Starpianist Fazil Say will mit Musik Brücken bauen
Hamburg (dpa) - Fazil Say, gleichermaßen Komponist wie Pianist, gehört zu den bekanntesten Künstlern der Türkei. Sein Werk "Black Hymns" komponierte er mit 16 Jahren.
Auch international ist der 1970 in Ankara geborene Virtuose schon lange kein Unbekannter mehr. Gerade erst begeisterte er in der Hamburger Laeiszhalle mit Stücken von Wolfgang Amadeus Mozart und Anton Webern. Doch während seine Musik große Anerkennung findet, eckt er in der Türkei mit seinen politischen Ansichten an.

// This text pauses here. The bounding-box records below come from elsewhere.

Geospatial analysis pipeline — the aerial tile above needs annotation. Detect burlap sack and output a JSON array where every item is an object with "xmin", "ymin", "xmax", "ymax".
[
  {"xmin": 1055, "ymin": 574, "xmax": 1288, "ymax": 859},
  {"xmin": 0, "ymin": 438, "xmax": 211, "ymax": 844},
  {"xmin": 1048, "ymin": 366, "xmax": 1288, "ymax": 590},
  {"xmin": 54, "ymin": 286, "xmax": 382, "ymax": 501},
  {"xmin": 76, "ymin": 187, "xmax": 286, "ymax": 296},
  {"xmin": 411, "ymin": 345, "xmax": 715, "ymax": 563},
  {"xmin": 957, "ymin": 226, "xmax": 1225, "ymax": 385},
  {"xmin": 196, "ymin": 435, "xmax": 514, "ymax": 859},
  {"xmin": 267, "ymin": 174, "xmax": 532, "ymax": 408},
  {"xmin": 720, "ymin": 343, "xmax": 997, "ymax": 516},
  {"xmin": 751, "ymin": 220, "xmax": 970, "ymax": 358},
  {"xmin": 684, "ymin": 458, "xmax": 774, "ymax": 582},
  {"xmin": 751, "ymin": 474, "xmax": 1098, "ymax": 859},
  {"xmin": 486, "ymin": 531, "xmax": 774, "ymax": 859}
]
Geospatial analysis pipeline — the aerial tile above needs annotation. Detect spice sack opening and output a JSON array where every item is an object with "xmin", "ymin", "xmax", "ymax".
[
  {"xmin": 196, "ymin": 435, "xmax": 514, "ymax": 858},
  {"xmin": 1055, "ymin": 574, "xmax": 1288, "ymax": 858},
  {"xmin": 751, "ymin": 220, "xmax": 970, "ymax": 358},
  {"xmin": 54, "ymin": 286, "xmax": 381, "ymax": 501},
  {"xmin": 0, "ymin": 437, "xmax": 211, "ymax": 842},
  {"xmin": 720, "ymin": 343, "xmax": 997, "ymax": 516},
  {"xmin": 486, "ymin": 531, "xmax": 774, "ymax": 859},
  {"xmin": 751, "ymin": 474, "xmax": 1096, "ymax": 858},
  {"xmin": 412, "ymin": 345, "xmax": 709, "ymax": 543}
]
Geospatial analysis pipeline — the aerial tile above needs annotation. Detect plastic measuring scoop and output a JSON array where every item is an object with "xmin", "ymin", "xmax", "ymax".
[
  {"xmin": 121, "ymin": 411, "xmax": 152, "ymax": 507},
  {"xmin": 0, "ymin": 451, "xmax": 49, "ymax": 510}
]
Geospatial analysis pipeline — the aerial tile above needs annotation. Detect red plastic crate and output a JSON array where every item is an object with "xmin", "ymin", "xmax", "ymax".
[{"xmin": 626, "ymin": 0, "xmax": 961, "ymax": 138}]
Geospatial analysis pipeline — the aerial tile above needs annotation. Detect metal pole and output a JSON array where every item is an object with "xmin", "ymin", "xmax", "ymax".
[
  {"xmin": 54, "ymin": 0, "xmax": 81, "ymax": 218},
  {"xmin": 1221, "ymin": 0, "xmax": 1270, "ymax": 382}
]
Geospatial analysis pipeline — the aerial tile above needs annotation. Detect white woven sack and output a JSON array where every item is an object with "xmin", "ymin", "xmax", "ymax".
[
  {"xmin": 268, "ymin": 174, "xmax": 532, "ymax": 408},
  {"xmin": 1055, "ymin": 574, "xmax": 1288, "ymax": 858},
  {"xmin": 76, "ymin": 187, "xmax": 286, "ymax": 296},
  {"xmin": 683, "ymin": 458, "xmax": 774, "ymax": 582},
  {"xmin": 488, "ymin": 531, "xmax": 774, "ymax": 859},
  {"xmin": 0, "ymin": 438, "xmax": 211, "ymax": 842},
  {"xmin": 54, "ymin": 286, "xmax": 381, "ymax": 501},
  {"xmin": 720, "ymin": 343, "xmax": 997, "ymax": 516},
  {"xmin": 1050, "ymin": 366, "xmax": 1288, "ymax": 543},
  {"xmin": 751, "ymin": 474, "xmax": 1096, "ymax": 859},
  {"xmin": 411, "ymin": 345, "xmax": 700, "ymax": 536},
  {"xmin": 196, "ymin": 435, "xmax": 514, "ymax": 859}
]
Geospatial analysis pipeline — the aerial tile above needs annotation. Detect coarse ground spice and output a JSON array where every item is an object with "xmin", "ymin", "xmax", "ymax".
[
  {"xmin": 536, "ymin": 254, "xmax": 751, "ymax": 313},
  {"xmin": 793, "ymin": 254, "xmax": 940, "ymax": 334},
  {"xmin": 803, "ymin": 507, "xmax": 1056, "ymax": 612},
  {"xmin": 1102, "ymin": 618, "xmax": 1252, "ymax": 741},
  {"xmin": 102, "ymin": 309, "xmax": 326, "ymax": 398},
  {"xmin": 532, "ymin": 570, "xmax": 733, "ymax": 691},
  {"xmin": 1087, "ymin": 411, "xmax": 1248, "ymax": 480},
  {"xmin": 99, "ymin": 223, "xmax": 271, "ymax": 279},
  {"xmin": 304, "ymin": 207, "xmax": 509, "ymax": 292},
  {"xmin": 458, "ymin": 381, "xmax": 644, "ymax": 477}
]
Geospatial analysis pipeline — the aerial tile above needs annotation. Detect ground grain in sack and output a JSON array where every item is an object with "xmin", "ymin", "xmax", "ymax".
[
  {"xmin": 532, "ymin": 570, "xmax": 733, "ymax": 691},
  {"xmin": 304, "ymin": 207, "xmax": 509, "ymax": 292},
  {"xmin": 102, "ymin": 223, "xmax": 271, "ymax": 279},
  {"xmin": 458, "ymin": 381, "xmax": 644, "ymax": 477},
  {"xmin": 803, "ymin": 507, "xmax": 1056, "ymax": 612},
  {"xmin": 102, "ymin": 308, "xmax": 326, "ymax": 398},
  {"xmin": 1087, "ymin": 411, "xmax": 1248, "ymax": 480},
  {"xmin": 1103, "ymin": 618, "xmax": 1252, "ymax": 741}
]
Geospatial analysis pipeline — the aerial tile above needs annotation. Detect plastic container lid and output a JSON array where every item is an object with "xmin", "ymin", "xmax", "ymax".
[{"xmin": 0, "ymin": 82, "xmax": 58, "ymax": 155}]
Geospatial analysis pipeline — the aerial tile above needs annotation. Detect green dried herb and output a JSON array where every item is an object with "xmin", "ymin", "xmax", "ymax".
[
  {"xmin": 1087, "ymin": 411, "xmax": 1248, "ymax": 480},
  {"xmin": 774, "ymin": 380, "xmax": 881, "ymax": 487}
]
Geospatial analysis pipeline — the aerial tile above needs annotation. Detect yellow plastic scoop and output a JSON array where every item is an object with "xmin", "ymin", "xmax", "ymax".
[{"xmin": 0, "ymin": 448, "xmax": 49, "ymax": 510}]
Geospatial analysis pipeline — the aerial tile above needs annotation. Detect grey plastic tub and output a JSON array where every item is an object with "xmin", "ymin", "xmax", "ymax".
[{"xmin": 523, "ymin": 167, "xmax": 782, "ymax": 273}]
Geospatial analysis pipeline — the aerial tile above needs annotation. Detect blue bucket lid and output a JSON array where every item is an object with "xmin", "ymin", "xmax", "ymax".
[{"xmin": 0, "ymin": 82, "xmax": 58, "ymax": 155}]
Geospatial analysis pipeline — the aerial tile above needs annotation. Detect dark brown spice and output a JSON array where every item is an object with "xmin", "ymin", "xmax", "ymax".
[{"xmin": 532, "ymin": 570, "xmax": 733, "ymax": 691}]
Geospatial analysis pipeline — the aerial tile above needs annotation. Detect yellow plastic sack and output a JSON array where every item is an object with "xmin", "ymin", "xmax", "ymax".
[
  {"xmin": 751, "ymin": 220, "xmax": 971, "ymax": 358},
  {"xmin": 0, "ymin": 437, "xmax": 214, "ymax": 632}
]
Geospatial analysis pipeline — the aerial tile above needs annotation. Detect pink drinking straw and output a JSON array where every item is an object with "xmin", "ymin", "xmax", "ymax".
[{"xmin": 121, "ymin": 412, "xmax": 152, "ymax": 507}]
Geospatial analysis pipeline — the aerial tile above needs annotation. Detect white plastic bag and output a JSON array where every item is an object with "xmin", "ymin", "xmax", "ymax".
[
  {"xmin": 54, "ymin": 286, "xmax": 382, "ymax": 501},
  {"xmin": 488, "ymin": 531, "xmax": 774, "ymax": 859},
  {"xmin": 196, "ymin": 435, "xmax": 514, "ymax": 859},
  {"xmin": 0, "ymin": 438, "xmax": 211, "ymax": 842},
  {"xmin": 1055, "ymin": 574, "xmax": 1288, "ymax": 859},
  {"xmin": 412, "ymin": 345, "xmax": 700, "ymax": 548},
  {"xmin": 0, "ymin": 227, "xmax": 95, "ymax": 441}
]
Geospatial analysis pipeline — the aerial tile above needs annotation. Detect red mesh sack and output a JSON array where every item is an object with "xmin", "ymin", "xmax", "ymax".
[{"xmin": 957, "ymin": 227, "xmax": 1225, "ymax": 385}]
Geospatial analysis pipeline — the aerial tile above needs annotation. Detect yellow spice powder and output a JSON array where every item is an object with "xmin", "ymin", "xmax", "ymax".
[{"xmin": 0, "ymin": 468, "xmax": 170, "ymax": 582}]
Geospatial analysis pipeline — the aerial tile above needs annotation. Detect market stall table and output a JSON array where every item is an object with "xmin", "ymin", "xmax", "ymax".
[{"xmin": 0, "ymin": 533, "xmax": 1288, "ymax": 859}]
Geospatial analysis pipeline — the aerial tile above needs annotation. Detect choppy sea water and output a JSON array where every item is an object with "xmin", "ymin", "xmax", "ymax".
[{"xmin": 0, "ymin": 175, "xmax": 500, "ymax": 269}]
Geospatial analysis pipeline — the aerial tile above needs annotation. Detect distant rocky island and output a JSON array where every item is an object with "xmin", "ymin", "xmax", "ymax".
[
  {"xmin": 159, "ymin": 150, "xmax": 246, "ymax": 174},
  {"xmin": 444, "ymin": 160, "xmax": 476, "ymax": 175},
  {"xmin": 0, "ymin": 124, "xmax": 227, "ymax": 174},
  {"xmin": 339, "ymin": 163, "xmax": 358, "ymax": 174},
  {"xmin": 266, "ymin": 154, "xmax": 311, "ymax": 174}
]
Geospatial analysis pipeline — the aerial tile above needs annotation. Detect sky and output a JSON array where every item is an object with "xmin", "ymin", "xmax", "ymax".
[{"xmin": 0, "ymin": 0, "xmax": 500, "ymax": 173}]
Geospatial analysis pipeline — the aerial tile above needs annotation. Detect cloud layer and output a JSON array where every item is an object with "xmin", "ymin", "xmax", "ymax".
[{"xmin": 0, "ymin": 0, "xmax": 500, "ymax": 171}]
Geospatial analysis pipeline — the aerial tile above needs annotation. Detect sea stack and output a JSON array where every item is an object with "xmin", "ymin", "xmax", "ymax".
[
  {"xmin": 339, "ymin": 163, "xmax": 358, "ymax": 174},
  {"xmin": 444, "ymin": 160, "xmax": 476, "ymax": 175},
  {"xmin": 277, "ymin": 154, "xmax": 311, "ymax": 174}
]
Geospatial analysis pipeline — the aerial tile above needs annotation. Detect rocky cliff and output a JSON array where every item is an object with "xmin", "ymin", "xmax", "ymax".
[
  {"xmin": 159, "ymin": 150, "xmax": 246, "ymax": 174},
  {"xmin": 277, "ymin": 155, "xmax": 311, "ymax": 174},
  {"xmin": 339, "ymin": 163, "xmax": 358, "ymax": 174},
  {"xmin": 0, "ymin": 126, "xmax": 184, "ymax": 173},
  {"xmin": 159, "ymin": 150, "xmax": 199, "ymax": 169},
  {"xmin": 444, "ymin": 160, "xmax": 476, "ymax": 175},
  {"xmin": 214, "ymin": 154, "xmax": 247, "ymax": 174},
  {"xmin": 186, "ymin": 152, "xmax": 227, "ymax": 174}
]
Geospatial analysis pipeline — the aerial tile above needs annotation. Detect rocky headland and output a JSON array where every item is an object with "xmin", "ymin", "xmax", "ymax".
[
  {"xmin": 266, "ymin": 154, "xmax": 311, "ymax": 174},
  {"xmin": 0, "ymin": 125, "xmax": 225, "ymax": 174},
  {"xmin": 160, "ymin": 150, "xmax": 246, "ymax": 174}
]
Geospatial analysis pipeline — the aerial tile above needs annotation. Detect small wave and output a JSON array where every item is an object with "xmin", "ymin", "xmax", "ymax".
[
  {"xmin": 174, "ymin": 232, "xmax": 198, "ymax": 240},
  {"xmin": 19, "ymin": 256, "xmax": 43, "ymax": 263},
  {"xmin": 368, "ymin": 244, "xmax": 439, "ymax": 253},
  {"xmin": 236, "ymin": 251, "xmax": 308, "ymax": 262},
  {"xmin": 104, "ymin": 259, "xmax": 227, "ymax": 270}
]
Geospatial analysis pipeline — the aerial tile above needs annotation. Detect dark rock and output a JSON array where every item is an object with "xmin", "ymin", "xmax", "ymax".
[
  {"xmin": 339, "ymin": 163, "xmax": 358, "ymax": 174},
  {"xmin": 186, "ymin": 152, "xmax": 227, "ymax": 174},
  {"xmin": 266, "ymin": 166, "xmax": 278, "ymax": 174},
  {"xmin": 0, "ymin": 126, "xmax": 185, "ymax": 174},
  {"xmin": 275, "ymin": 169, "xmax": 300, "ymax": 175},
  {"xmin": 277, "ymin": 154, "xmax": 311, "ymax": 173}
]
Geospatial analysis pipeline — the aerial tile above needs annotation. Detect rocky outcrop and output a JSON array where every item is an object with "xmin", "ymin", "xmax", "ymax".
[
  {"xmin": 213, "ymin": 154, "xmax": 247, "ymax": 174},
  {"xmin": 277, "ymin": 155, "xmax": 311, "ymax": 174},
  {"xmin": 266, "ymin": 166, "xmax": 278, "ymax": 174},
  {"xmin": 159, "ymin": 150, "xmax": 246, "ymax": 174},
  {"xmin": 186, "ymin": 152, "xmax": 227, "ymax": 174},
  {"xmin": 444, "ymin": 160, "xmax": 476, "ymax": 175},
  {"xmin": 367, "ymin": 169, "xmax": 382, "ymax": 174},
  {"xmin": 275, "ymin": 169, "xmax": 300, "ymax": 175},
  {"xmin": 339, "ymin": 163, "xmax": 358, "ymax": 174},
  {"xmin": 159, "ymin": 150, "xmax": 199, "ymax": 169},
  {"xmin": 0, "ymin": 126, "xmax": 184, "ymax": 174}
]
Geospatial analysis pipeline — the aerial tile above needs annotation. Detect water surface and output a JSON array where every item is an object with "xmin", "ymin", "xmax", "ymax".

Wellen schlug ein Interview in der "Süddeutschen Zeitung": Er denke darüber nach, wegen des Kurses der islamisch-konservativen Regierung von Ministerpräsident Recep Tayyip Erdogan seine Heimat zu verlassen. "Unsere Träume wurden ein bisschen getötet in der Türkei. Die Frauen aller Minister tragen Kopftücher, die Islamisten haben ohnehin schon gewonnen. Wir sind dreißig Prozent, die sind siebzig. Ich denke darüber nach, woanders hinzuziehen", sagte er.
Auf solche Äußerungen führt Say es zurück, dass das türkische Kulturministerium die Aufführung seines "Nazim Hikmet Oratoriums" in letzter Minute auf der Frankfurter Buchmesse 2008 abgesagt habe. Stattdessen wurde ein anderes Oratorium eines anderen türkischen Künstlers aufgeführt. 2001 hatte Say das im Auftrag des Ministeriums komponierte Werk in Ankara in Anwesenheit des Staatspräsidenten uraufgeführt.
"In letzter Zeit gibt es in der Türkei im Bereich von Kunst und Kultur Zensur und Stornierungen", sagte Say der Deutschen Presse-Agentur dpa vor dem Hamburger Konzert. Dennoch gebe es auch positive Entwicklungen wie die erst kürzlich beschlossene Wiedereinbürgerung von Nazim Hikmet, der als Begründer der modernen türkischen Lyrik gilt und 1963 im Exil in Moskau starb.
Der internationale Durchbruch gelang Say 1994, nachdem er beim europäischen Nachwuchswettbewerb für Musiker, dem Young Concert Artists International Auditions, den ersten Preis gewann. Nach einem Klavier- und Kompositionsstudium am Staatlichen Konservatorium in Ankara setzte er von 1992 bis 1995 seine Ausbildung am Berliner Konservatorium fort.
Zurzeit arbeitet Say an einem Ballett-Projekt zur Verbesserung der türkisch-armenischen Beziehungen. Das anatolische Epos "Ahtamar" handele von der Liebe zwischen einem armenischen Mädchen und einem türkischen Jungen. "Zülfü Livaneli und Sezen Aksu zum Beispiel haben mit griechischen Künstlern gearbeitet und dadurch wurden wichtige Künstlerfreundschaften begründet", sagt der Komponist. "Gesellschaftliche Freundschaften sind sehr wichtig. Ich bin davon überzeugt, dass Künstler bei der Begründung von Freundschaften eine Brückenfunktion innehaben", sagt Say mit Blick auf die schwierigen Beziehungen der Türkei zu Nachbarländern wie Armenien und Griechenland.
Says Tournee 2009 führt ihn in Deutschland nach München (1.3.), Dortmund (22.3.), Düsseldorf (23.3.), Ulm (25.3.), Stuttgart (26.3.), Wiesbaden (28.3.), Aachen (29.3.), Aschaffenburg (27.4.), Braunschweig (3.5.), Dortmund (3.6.), Hamburg (9.-12.6. und 7.9.), Bad Kissingen (23.6.), Stuttgart (9.7. und 8.9.), Mecklenburg-Vorpommern (15.8.), Rheingau (17.8), Traunstein (9.9.), Bremen (13.9.), Kleve (10.11.), Köln (1.12.).